Une glamourisation des métiers de la mort : une vision faussée
Autre part non négligeable lorsque l’on parle des mouvance Death Positive francophones, c’est aussi l’émergence relativement logique de personnes parlant de leur métier. Si certains le font très bien, ce n’est pas le cas de tous. L’image renvoyée est bien souvent très éloignée de la réalité du milieu professionnel. Il n’y a qu’à regarder le traitement journalistique autour du Death Positive en France – pour l’avoir testé moi-même en étant interviewée – la majeure partie du temps, lorsque l’on porte un discours autour des acquis et des droits, sans oublier les réalités professionnelle de ce milieu, on est bien souvent muselé. Cela ne va tout simplement pas dans le discours du Death Positive tel que cela intéresse le grand public et le monde journalistique. Or, pour que les vivants puissent bien s’occuper des morts, il faut que ces vivants soient considérés et bien dans leur peau. En bref, en découvrant la mouvance en France et son arrivée ici, on occulte bien souvent les problèmes de fond pour rester en surface. Là où les médias continuent à inviter des professionnels avec une bonne visibilité pour démystifier toujours les mêmes idées autour du funéraire, personne n’a la parole pour parler des questions de fond comme les conditions de travail, la valorisation de ces métiers du point de vue de la société ou encore l’inclusion. Le discours recherche est par conséquent normé et vend une image du monde funéraire qui n’est pas la bonne. D’où les nombreuses déceptions de celles et ceux qui entrent dans le milieu et qui réalisent que les attentes sont exigeantes, les conditions de travail complexes avec des heures et des salaires qui ne sont pas forcément en lien avec leurs attentes non plus, et où il y a des attentes commerciales et financières inhérentes à la vente de prestations.
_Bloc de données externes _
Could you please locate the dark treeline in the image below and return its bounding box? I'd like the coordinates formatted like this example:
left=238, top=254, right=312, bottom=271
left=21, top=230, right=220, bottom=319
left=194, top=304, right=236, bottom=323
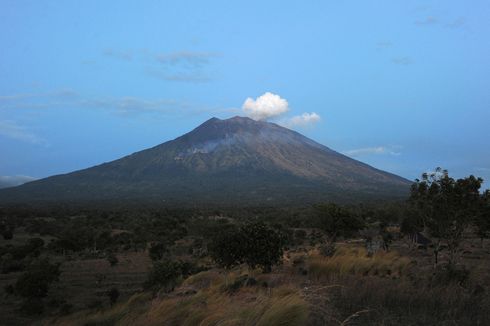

La rigueur attendue dans ces métiers et le grand besoin de traçabilité et de connaissances juridiques peut alors en désarçonner plus d’un qui aurait idéalisé la profession.
Un clivage entre les besoins et les propositions
Pour en revenir à la partie pratico pratique de cette mouvance et des prestations qui sont crées prenant pour appui l’idée de “mieux vivre la mort”, il y a une autre réalité : celle des besoins.
Il suffit de faire un tour dans un salon du funéraire pour voir que fleurissent des innovations qui ne sont pas nécessairement en adéquation avec les besoins des gens et des professionnels. Là où l’on peut voir de véritables effort pour aider au dernier au revoir par le biais de créations design, on se rend rapidement compte qu’elles sont peu utilisables dans la vraie vie. Quid des consommateurs ? Là où de nombreuses personnes apprécient les choses classiques, parfois ces innovations vont se heurter à une réalité de terrain, là où les professionnels sur place ne sont pas nécessairement écoutés. Ainsi, il y a un clivage important entre ce que l’on peut voir passer dans les idées Death Positive en France et de prestations qui y sont associées (ouvertement ou non), et l’application dans la vraie vie qui parfois n’est pas du tout possible tant du point de vue des rites, que du point de vue pratique.
Pour conclure, est-ce que le Death Positive est réellement positif pour soi, où bien est-il par conséquent très positif dans un modèle économique et un discours qui va en ce sens ? Parler de la mort sans tabou est une réelle avancée, mais si elles conduisent à des ventes de prestations par la suite, est-ce vraiment dans l’idée du bien être des endeuillés ?
Mort positive, oui, mais pour qui en définitive ? Au regard des pratiques, je me pose sincèrement la question. Même si les efforts pour parler de la mort en groupe sont réels en France, que de plus en plus de moyens de communication sont mis en place, j’observe toujours avec un oeil d’analyse critique. C’est aussi ça la recherche en thanatologie à mon sens, prendre du recul et analyser ce qui a lieu dans le domaine pour mettre quelques freins à un discours très modéré voire consensuel.